O que estimulou a nacionalização foi o protesto ao redor da mina pelos mineradores indígenas artesanais que não queriam esse mega-projeto prejudicando seu dia-a-dia. A corporação havia gasto rios de dinheiro para convencer 43 das 46 comunidades vizinhas a aceitar a mina; mas não conseguiram convencer os mineradores artesanais. “A nacionalização é nossa obrigação”, disse Morales.

Todo esse índio não chegaria, em quantidades significativas, às fábricas para produzir LCDs para TVs, monitores de computador e celulares.

A empresa levou o governo da Bolívia à Corte Permanente de Arbitragem na Holanda. Em novembro do ano passado, a Corte ordenou que a Bolívia pagasse à empresa $27.7 milhões ao invés dos $385.7 milhões que a TriMetals havia pedido.

O Golpe

Em julho de 2007, o embaixador dos EUA Philip Goldberg, enviou um telegrama à Washington no qual pontuava que as mineradoras dos EUA estavam perguntando na embaixada sobre o clima para investimento na Bolívia. Goldberg sentiu que a situação para as mineradoras não estava boa. Quando perguntado se ele podia organizar um encontro com o vice-presidente Álvaro Garcia Linera, ele disse, “infelizmente, sem dinamite nas ruas, é incerto se a embaixada ou as mineradoras internacionais serão capazes de alcançar até mesmo esse objetivo mínimo”.
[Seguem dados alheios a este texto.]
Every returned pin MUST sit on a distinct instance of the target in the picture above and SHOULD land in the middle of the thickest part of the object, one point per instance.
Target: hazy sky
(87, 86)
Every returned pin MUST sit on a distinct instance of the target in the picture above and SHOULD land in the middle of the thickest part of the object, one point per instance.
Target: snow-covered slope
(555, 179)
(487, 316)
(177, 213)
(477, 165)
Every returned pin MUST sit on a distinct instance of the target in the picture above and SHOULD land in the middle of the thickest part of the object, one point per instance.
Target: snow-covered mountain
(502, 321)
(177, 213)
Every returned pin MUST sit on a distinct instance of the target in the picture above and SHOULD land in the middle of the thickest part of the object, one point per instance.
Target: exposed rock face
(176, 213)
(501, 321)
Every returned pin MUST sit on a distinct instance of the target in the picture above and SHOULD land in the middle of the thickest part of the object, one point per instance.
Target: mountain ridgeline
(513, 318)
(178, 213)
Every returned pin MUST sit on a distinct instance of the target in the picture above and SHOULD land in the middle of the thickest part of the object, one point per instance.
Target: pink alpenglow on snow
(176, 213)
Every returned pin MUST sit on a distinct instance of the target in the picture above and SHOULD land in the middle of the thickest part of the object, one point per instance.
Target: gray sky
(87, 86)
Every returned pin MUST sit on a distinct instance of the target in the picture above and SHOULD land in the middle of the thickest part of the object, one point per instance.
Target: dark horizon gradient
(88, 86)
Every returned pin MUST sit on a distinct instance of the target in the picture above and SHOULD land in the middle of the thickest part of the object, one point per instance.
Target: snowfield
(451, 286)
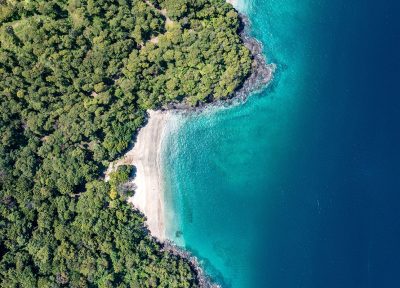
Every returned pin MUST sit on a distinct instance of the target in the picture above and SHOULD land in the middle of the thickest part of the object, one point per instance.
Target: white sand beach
(145, 156)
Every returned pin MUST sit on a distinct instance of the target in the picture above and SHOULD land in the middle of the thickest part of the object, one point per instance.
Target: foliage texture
(76, 78)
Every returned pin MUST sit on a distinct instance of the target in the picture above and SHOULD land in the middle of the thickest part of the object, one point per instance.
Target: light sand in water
(145, 156)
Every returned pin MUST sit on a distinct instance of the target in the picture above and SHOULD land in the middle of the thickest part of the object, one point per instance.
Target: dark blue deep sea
(299, 186)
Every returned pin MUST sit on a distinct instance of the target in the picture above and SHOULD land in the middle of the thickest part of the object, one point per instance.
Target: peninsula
(77, 78)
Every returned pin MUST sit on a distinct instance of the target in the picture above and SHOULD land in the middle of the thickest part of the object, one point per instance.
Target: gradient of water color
(299, 187)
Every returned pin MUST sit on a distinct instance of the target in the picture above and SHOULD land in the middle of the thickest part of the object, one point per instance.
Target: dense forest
(76, 80)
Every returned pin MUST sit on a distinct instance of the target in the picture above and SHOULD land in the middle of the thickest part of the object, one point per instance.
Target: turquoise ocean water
(296, 187)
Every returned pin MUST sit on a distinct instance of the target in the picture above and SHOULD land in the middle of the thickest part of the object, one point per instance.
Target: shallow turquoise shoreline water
(280, 191)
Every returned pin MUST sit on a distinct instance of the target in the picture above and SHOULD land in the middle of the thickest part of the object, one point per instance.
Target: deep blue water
(300, 186)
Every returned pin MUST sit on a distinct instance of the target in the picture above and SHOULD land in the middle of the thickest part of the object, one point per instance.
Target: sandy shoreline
(146, 157)
(146, 152)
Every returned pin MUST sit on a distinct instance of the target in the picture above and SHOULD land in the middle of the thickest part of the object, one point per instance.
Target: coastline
(145, 156)
(147, 149)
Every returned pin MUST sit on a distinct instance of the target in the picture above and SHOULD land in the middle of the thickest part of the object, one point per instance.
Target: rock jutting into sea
(260, 76)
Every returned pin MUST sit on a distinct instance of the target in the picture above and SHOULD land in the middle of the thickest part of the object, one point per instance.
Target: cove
(299, 186)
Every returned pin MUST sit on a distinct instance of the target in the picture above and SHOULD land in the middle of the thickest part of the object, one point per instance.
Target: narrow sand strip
(145, 156)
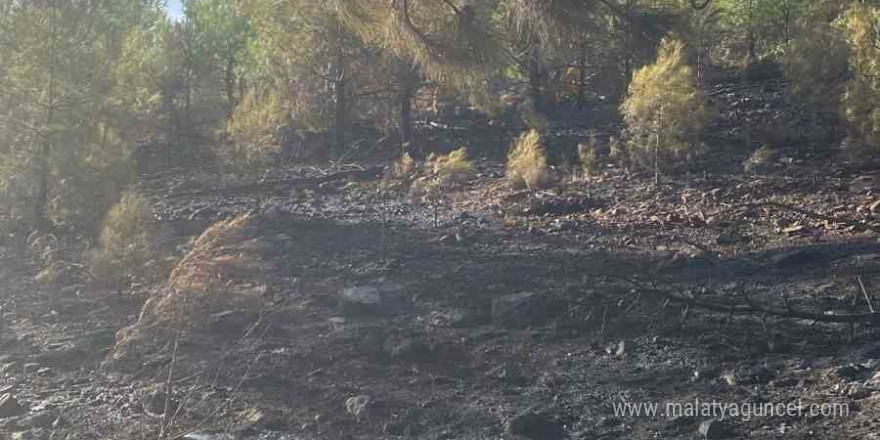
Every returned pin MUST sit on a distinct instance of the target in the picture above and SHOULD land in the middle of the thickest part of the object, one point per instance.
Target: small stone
(361, 299)
(534, 426)
(522, 310)
(8, 368)
(848, 372)
(713, 429)
(8, 405)
(506, 372)
(41, 420)
(357, 405)
(155, 404)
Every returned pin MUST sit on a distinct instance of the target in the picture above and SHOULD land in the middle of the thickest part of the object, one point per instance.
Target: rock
(232, 321)
(8, 405)
(357, 405)
(155, 404)
(522, 310)
(506, 372)
(362, 299)
(102, 339)
(8, 368)
(407, 349)
(848, 372)
(713, 429)
(42, 420)
(534, 426)
(794, 258)
(253, 420)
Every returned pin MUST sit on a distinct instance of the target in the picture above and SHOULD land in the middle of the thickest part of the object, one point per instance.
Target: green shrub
(127, 250)
(664, 109)
(451, 168)
(254, 131)
(526, 161)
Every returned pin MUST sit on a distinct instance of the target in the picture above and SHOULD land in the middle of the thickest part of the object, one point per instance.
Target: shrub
(526, 162)
(588, 155)
(861, 100)
(815, 62)
(664, 109)
(126, 251)
(760, 160)
(404, 167)
(254, 131)
(451, 168)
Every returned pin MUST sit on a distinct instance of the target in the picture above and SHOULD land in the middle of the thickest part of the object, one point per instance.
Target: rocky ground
(495, 313)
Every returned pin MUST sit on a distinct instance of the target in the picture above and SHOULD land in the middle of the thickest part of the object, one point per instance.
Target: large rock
(534, 426)
(522, 310)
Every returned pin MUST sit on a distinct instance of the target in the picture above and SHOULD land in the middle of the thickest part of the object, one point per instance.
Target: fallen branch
(365, 174)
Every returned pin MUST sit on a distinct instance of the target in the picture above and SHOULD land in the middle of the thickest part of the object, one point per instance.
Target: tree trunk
(339, 122)
(41, 204)
(582, 77)
(229, 83)
(535, 78)
(407, 93)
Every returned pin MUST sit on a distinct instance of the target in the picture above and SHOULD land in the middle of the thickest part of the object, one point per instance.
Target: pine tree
(664, 110)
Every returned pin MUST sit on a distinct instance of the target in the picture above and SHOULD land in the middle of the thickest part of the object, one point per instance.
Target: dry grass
(220, 273)
(587, 153)
(526, 162)
(404, 167)
(452, 168)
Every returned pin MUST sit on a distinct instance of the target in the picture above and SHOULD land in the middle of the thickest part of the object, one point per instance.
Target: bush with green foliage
(860, 25)
(126, 251)
(254, 131)
(527, 162)
(451, 168)
(664, 109)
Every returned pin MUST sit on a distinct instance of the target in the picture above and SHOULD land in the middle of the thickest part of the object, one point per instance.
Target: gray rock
(849, 372)
(506, 372)
(522, 310)
(357, 405)
(8, 406)
(534, 426)
(42, 420)
(408, 349)
(713, 429)
(361, 299)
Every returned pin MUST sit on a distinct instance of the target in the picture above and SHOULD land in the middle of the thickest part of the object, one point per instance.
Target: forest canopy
(94, 92)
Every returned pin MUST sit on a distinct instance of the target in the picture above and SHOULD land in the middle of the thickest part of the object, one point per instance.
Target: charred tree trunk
(341, 109)
(582, 77)
(229, 83)
(406, 76)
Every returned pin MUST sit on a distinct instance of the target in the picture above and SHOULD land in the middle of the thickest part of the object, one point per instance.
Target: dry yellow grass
(452, 168)
(526, 162)
(220, 273)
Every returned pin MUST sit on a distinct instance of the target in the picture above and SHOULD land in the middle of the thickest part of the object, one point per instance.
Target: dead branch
(365, 174)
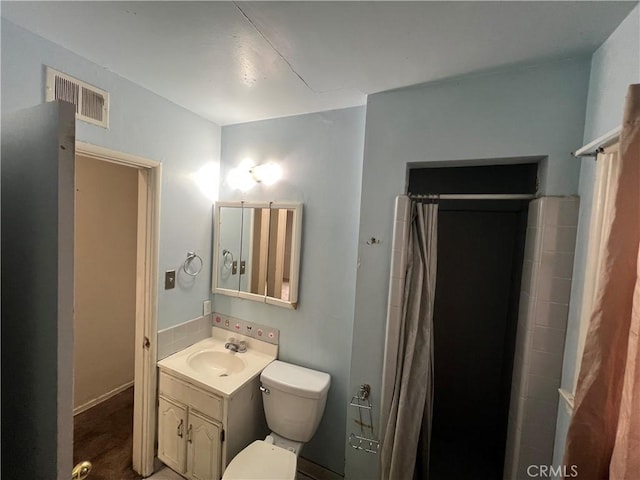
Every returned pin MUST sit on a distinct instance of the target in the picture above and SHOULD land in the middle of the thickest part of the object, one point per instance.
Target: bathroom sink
(218, 364)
“Sem dinamite nas ruas” é uma frase que vale a pena ser analisada. Um ano depois, Morales expulsou Goldberg da Bolívia, o acusando de auxiliar os protestos na cidade de Santa Cruz. Apenas uma década depois, foi a “dinamite” que tirou Morales do poder.

O nacionalismo de recursos não está mais na agenda da Bolívia. O destino de Malku Khota é incerto. O destino da sua tela é garantido – será substituído pelo índio dos depósitos de Potosí. E os benefícios dessa venda não irão melhorar o bem-estar da população indígena do país; vão enriquecer as firmas transnacionais e a velha oligarquia da Bolívia.